Since IPFS is decentralized, all hosting nodes will have a copy of the file you uploaded. Normally, files are removed if they are not active or often used. This can be a very contentious issue because there are times files are archived and not often used and at other times need to be deleted immediately. When data that is already stored on IPFS changes, its hash must also change. If there is a new version, you will have to upload it, but it doesn’t overwrite the older version. This affects existing links to the file, so the original remains unchanged but now you will need to create a new link for a new file.
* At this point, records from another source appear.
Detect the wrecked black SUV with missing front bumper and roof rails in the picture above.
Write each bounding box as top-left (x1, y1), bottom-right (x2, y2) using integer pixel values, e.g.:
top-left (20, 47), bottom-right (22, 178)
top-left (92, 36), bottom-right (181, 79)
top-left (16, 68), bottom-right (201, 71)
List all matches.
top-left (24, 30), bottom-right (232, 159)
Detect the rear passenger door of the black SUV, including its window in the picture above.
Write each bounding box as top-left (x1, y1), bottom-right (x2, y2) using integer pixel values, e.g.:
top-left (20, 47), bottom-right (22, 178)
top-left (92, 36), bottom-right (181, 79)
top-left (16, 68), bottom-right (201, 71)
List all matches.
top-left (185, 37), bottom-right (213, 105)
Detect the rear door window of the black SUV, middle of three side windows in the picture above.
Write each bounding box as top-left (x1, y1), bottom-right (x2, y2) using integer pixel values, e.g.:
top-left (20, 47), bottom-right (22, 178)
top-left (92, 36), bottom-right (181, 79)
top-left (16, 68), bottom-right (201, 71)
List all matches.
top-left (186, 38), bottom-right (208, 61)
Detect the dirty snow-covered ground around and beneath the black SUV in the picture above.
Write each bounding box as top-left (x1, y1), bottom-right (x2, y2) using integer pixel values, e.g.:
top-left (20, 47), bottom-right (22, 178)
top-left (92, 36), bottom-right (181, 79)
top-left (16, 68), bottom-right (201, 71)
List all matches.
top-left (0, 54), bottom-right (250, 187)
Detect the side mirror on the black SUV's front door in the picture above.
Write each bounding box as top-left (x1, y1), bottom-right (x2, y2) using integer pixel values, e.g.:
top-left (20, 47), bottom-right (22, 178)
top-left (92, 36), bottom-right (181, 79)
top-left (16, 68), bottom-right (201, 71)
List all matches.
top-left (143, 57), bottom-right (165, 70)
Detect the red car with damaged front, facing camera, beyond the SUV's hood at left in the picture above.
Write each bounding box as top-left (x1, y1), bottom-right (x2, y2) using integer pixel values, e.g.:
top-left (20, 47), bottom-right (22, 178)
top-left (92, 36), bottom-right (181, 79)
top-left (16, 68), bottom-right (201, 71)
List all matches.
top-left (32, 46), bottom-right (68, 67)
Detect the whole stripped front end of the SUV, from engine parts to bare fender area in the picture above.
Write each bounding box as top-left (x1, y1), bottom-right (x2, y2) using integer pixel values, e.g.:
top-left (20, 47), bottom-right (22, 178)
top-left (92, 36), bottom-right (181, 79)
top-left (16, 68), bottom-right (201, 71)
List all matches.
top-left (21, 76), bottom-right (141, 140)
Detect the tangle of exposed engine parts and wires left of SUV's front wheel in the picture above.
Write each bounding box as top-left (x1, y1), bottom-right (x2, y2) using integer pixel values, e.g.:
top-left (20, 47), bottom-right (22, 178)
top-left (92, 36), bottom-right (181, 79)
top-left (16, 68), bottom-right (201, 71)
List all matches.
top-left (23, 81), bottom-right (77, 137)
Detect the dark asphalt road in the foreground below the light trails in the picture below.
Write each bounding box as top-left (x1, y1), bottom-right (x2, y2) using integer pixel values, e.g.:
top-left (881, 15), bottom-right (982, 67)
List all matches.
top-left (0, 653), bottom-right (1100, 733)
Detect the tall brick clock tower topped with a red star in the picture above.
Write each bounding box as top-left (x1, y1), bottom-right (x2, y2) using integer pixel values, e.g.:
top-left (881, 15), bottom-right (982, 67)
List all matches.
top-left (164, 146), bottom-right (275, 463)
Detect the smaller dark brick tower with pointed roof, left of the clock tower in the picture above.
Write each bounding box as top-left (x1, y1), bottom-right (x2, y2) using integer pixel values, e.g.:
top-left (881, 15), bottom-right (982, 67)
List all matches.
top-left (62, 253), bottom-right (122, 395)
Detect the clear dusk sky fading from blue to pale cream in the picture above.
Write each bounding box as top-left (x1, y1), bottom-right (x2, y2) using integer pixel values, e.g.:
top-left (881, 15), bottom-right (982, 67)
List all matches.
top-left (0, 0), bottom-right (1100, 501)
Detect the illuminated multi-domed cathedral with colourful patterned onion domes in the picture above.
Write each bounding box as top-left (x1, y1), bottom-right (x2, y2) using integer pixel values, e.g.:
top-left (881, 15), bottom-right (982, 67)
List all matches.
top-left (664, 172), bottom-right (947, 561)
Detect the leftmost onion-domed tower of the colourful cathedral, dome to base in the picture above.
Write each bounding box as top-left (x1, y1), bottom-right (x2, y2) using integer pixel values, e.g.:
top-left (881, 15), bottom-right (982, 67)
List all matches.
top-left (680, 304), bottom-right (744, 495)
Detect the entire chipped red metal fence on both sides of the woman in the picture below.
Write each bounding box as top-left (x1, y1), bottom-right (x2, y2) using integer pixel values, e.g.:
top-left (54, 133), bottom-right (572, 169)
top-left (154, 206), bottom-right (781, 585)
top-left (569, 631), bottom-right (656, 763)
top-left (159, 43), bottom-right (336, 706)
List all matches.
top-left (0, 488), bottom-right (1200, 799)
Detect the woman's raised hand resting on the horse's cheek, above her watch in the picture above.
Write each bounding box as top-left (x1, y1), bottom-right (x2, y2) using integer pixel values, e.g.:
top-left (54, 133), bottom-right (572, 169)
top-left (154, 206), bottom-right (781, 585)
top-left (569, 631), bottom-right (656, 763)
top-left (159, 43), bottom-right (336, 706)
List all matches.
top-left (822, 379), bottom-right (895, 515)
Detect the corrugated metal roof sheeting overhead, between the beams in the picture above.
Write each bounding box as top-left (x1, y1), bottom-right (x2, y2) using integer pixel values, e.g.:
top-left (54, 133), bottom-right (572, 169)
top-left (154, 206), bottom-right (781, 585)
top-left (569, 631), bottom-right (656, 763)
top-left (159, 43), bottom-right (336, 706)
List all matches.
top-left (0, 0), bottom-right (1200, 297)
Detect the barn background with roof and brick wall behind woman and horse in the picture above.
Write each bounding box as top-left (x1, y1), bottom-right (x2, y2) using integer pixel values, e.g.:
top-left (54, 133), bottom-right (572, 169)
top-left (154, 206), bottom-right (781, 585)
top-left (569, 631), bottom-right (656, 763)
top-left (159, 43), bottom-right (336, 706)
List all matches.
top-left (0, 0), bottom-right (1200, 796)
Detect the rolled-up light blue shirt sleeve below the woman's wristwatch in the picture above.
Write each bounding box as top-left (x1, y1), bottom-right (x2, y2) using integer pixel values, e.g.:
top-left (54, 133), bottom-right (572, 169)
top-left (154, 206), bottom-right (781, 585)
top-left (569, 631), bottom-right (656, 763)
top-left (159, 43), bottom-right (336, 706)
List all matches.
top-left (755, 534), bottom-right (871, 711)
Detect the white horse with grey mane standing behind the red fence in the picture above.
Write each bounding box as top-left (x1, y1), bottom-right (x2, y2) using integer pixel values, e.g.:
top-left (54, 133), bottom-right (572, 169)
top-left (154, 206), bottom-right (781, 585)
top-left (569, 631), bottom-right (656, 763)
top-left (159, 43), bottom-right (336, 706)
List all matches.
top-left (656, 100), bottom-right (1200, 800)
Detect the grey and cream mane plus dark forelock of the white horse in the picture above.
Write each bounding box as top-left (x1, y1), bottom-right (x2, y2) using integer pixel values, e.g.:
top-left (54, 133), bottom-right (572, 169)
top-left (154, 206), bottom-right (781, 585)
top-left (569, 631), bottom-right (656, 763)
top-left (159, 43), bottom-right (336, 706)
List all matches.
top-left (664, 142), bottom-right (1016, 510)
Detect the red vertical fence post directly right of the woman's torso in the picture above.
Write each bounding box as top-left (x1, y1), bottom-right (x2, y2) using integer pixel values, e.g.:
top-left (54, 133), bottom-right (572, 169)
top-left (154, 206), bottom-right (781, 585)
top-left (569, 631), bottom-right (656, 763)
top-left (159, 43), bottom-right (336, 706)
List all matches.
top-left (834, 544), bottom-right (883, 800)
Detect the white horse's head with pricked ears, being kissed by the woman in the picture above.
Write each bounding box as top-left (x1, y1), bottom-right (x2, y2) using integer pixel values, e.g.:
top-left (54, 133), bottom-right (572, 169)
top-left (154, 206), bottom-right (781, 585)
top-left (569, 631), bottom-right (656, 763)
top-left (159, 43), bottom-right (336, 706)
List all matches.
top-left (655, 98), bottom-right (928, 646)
This can be a challenge when updating KYC data, which includes passports and driver licenses. When those documents expire, a new version must be uploaded to replace the old one. IPFS provides version control, but it becomes tricky once it is put on a public network because many versions can exist from different nodes. The old version is not automatically updated. The old one must either be archived or destroyed. IPFS cannot archive the file in the same way as on AWS or Azure.
IPFS does have a version control system. This is a feature of the Merkle DAG structure of IPFS that allows you to build a distributed version control system (VCS). The most popular example of this is Github, which allows developers to easily collaborate on projects simultaneously. Files on Github are stored and versioned using a Merkle DAG. It allows users to independently duplicate and edit multiple versions of a file, store these versions and later merge edits with the original file. However this is pretty much in theory according to many developers, and not yet a fully tested and proven technology that works (as of this writing). If we were to implement it, that would require more time and development costs which can be good in the long run.
SYNOPSIS
IPFS is more ideal for permanent data storage, like for digital music, works of art and accreditations (e.g. certificates, diplomas, awards, donations). These are data types that don’t need to be changed and putting it on a blockchain based storage system makes more sense. It provides the creator or artist a digital proof that cannot be altered by anyone and provable through a hash based system with key value pairs that is unique only to one item.
IPFS storage is also more public, so confidentiality of data is required. This could be a violation for certain types of data storage which exposes private data (e.g. GDPR Rules). There are also available scalable solutions for data storage on AWS and Azure cloud that meet privacy, security and compliance. In my own opinion I don’t feel the need to distribute personal information the way IPFS stores data. For content that is made publicly available, using IPFS can provide a proof of authenticity to the owner of that content. This can secure a creator’s work like art by proving their ownership which then allows them to collect royalties and prevent others from taking credit for something they did not create.
It seems IPFS delivers fast and secure fault tolerant file storage for content. However, it may not be suitable for financial and personal data that requires strict regulation of how the data is stored and protected. This is also not recommended for storing files that change frequently due to updates, like active log files that continuously record data. The storage of data on the blockchain serves a different purpose, and IPFS provides that solution. As IPFS evolves, it could use a privacy layer that can hide personal data that is also encrypted at rest, so there would be no violations of exposing anything confidential.